Pour l’occasion, sa mère ressort de précieuses boucles d’oreilles. La jeune fille se prépare durant l’après-midi, entourée de ses trois sœurs et de sa mère. Celle-ci joue le rôle de lien entre ses filles dont les espoirs et conceptions de la vie divergent. Mais la disparition des boucles d’oreilles déclenche une crise. Autour d’objets comme les bijoux, les perruques, éléments de l’élégance, se trame tout un drame entre ces femmes vivant sous le même toit.» Le film questionne la société sénégalaise, les aspirations de sa jeunesse, ses défis.
«On n’est plus dans le cinéma, mais dans la réalité, le vécu et le quotidien des gens. C’est ce qu’elle a à dire qui intéresse Khady Sylla», souligne le critique de cinéma Baba Diop. Dans Les bijoux, apparaissent déjà les prémices de son documentaire choc sur la question des domestiques, Le monologue de la muette. Ici aussi, une des sœurs prend la défense de la domestique accusée de vol et comme par hasard, l’idole de celle-ci dont le poster est affiché sur le mur, est la réalisatrice elle-même.
Sur une initiative de Mariama Sylla et Fama Ndiaye, l’hommage à Khady Sylla a permis de projeter également une autre œuvre de la réalisatrice. Colobane Express est un succulent road movie à bord d’un car rapide. Ce véhicule emblématique de la capitale sénégalaise est aussi un lieu d’interactions sociales. Et Khady Sylla arrive parfaitement à plonger le spectateur dans les différents visages de ce Sénégal des petites gens comme disait l’autre, ces Sénégalais qui investissent ce type de transport, les femmes en premier. Elles sont les premières à monter dans le car dès l’aube pour aller vendre quelques produits au marché. Et leur défilé tout au long de la journée, documente leur vie et leurs combats. Le car rapide, c’est aussi le transport de cargaisons aussi inattendues que des poulets. En somme, Colobane Express est une plongée dans les profondeurs de la société sénégalaise, aux limites du documentaire et de la fiction. «En ce temps-là, il nous a fallu être inventif pour tourner à l’intérieur du car. On a littéralement créé un dispositif adapté.

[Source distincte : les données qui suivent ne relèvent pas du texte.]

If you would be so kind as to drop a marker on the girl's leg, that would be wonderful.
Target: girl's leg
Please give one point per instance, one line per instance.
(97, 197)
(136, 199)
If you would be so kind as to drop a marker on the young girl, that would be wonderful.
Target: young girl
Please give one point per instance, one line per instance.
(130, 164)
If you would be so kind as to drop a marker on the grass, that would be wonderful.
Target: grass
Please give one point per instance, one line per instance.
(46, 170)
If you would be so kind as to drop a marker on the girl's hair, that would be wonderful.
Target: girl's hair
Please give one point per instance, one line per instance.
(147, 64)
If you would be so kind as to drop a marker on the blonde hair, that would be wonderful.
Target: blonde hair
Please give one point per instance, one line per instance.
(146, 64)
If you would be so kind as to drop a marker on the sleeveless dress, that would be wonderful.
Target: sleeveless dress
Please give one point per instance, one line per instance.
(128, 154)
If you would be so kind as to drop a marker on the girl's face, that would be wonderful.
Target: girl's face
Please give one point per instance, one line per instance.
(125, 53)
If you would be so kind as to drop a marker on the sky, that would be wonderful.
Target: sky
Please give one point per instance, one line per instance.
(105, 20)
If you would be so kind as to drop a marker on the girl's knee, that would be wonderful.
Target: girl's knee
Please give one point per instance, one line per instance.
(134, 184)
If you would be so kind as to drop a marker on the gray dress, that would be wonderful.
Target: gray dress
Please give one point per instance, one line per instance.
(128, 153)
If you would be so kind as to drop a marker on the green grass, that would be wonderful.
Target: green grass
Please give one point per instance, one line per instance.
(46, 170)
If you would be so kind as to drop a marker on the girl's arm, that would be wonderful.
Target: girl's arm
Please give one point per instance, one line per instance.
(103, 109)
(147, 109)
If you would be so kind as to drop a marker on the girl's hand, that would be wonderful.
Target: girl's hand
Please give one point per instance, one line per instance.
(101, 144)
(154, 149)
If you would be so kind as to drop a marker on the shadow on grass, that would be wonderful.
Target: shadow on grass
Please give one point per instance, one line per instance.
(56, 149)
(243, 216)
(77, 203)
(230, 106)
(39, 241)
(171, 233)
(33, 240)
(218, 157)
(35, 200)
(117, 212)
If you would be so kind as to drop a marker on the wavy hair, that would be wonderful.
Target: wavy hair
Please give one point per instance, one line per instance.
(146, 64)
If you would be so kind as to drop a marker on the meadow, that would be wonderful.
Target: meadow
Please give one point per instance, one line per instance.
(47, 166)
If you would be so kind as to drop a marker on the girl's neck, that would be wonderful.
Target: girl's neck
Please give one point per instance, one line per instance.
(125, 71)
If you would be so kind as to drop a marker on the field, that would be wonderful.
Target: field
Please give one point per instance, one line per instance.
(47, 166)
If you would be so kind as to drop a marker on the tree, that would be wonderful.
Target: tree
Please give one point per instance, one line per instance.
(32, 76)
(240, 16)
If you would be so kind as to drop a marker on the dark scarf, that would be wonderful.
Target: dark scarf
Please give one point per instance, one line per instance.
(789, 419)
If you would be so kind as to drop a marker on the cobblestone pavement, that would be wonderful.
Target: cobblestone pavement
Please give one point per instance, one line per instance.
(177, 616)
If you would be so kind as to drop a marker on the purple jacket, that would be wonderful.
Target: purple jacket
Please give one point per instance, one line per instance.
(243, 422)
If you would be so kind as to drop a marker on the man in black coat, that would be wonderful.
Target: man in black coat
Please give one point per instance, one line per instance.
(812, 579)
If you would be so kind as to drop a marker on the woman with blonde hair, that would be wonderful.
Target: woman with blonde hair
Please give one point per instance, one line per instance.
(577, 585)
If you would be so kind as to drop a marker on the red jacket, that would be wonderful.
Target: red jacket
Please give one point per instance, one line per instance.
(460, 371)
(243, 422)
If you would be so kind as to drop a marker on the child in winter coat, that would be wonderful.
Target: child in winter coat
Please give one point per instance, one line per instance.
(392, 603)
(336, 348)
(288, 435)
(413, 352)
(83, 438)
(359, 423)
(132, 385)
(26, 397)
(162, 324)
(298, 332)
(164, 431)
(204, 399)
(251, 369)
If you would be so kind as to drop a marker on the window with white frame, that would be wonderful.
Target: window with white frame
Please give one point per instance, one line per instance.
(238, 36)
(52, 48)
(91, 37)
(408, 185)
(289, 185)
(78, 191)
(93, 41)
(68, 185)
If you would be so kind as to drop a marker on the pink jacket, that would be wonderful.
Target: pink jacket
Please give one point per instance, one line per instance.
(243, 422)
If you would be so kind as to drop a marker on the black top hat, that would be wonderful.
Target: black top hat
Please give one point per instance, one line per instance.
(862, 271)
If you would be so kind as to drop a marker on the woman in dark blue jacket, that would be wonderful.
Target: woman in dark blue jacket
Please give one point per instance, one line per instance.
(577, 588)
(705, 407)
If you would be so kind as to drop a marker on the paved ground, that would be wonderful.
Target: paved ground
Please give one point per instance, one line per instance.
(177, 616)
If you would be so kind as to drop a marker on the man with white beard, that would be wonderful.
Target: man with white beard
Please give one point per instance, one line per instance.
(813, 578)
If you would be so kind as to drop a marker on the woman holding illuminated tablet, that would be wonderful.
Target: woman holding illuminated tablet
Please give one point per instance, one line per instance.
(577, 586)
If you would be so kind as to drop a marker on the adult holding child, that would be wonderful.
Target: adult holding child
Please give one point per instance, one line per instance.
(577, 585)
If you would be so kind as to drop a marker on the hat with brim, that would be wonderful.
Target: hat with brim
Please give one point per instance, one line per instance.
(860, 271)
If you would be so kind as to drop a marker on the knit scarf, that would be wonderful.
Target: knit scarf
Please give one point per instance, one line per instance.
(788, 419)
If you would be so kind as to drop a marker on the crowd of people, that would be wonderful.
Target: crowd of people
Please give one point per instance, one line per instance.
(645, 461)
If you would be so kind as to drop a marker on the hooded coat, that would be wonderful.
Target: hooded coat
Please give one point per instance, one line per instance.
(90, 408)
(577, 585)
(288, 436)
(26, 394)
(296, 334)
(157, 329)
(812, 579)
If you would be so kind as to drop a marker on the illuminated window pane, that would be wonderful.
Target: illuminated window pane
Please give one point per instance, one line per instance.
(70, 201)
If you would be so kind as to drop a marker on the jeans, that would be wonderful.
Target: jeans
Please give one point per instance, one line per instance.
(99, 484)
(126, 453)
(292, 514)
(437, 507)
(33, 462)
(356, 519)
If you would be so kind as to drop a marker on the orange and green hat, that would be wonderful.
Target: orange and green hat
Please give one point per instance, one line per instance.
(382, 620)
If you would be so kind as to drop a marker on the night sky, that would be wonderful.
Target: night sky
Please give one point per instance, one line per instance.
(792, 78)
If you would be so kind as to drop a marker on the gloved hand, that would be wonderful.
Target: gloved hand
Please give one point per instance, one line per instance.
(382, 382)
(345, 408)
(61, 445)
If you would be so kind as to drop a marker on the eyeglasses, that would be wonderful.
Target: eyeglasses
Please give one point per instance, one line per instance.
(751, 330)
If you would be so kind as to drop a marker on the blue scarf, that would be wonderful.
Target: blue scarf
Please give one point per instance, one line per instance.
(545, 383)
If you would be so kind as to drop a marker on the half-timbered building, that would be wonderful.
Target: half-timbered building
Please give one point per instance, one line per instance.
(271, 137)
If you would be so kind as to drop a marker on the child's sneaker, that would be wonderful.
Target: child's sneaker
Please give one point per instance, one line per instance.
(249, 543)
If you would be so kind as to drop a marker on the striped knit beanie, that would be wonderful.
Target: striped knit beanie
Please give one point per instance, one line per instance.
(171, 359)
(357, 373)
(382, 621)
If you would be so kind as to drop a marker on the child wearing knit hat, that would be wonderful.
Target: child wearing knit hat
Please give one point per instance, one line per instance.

Le car rapide, c’est le Sénégal, et il temps d’en faire un objet muséal», souligne Mariama Sylla. Au cours de ce mois d’octobre, quatre autres séances sont prévues pour rendre hommage à Khady Sylla. Le Centre Yennenga, le Lycée Lamine Guèye, Ex-Van Vo où elle a fait ses humanités, et Kër Yadikoon recevront ces séances.

De l’écriture au cinéma
«Je suis venue au cinéma par l’écriture», raconte la réalisatrice dans un extrait d’un film réalisé par Mamadou Ndiaye. Khady Sylla dont la mère travaillait aux Actualités sénégalaises et auprès de Sembène Ousmane, a grandi sous l’ombre des principaux animateurs du cinéma sénégalais post-indépendance. «Le premier film de ma vie, c’est Petit mari de Paulin Soumanou Vieira. Et je me souviens du ruissellement de l’image sur ce drap blanc, c’était magique», raconte-elle dans le film. Elève intelligente et douée, Khady Sylla intègre Hec Paris. Mais très vite, elle se retrouve à Hypokhâgne. Une licence de philosophie en poche, elle se tourne vers les lettres. Son ouvrage Le jeu de la mer est publié en 1992. Plus tard, elle écrit un scenario avec Jean Rouch, une adaptation qui n’a pas été réalisée. Mais, rassure Mariama Sylla, le projet n’a pas été enterré, mais porte désormais un nouveau titre : Les filles de l’eau. Et «c’est un film à faire». En un demi-siècle de vie, Khady Sylla a laissé à la postérité des œuvres puissantes et dont le retentissement ne risque pas de s’estomper. Fenêtre ouverte, le documentaire qui traite de la maladie mentale, est un de ces chefs-d’œuvre qui resteront encore longtemps gravés dans les mémoires.